Vivir y morir en un pueblo
Uno vive en un pueblo. Mis lectores lo saben porque de vez en cuando el pueblo se desliza entre las líneas de una de estas columnas. Vivo en un pueblo y en estos meses, como en cualquier pueblo, ha habido unos pocos bautizos que se pueden contar con los dedos de una mano, tres niños de primera comunión por mayo y un número de entierros que multiplica a niños bautizados y comulgados al menos por tres, si no por cuatro. No había asistido a ninguno de esos entierros. No sentía la necesidad ni el deber. El domingo asistí a dos: uno por la mañana y otro por la tarde. La gente dice que hay que cumplir. Es una ética del deber de esa que le enseñaron a uno en casa y que lleva como marca, al igual que el que estudia en los Jesuitas arrastra toda la vida la ética jesuítica. El deber y la responsabilidad. No el simple cumplimiento.
Uno, en estos meses de vida de pueblo ha convivido con mucha gente. A algunos de esos con los que “ludre” (y “ludrir” es un verbo que sólo he oído en Navamorcuende para expresar el roce de cada día) les ha llegado el momento de despedirse para siempre de un padre o de un hermano y uno siente que debe cumplir, debe acompañar, también dicen. Sabe que debe estar ahí. El deber ser, la voluntad de ser, la responsabilidad.

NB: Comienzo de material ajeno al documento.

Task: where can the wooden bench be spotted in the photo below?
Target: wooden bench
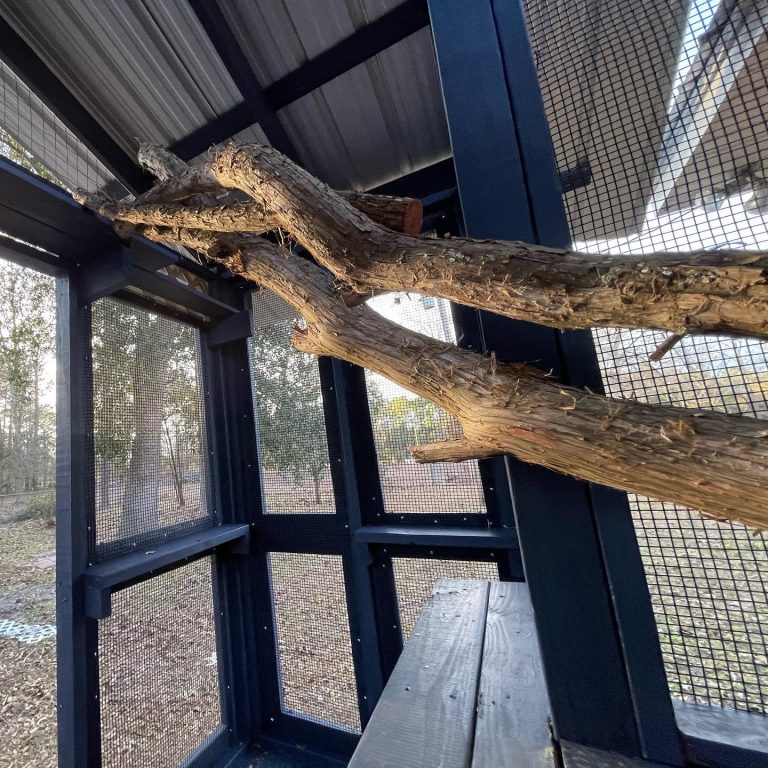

Por la mañana llevamos las cenizas de Basiliso al cementerio. Tenía 94 años y ha pasado los últimos tres encamado y con la atención de todos sus hijos. Ha descansado, dicen. Por la tarde enterramos a Julio, soltero y que se va con poco más de setenta años, pero feliz, porque uno cree que Julio siempre lo fue en su trabajo y en sus bares de toda la vida. Son dos nombres anónimos que tendrán un nombre puesto en una lápida. Uno se propone que al menos por una vez su nombre se escriba en otro sitio: Basiliso y Julio. Todo el pueblo desfila dos veces en el mismo día con el mismo escenario del gran portal renacentista de la iglesia como fondo. Todos cumplimos religiosamente mañana y tarde. No hay otra. La cosa podría habría sido peor porque afortunadamente se desmiente que otro vecino haya muerto. Ya estaba uno puesto en que el lunes volvería al portal de la iglesia.
Luego visito a mi amigo Jesús Barroso. Su incapacidad física le ha impedido ir a los dos entierros. No se atreve. Ha sido un hombre que nunca tuvo barreras en su vida. Su inteligencia, que se demuestra en el sentido de la ironía que siempre ha aplicado a su vida, y su fuerza de voluntad, han sido la marca de la casa. Pero no ha podido despedir a su amigo Julio, con quien tanto vivió. Está jodido por su vecino Basiliso, que le deja casi solo en el cotano, y por Julio, su compañero de aventuras y trabajos. Luego bebemos un botellín de “miau” y nos echamos unas risas. En fin, vida de pueblo. Vivir y morir en un pueblo cualquiera.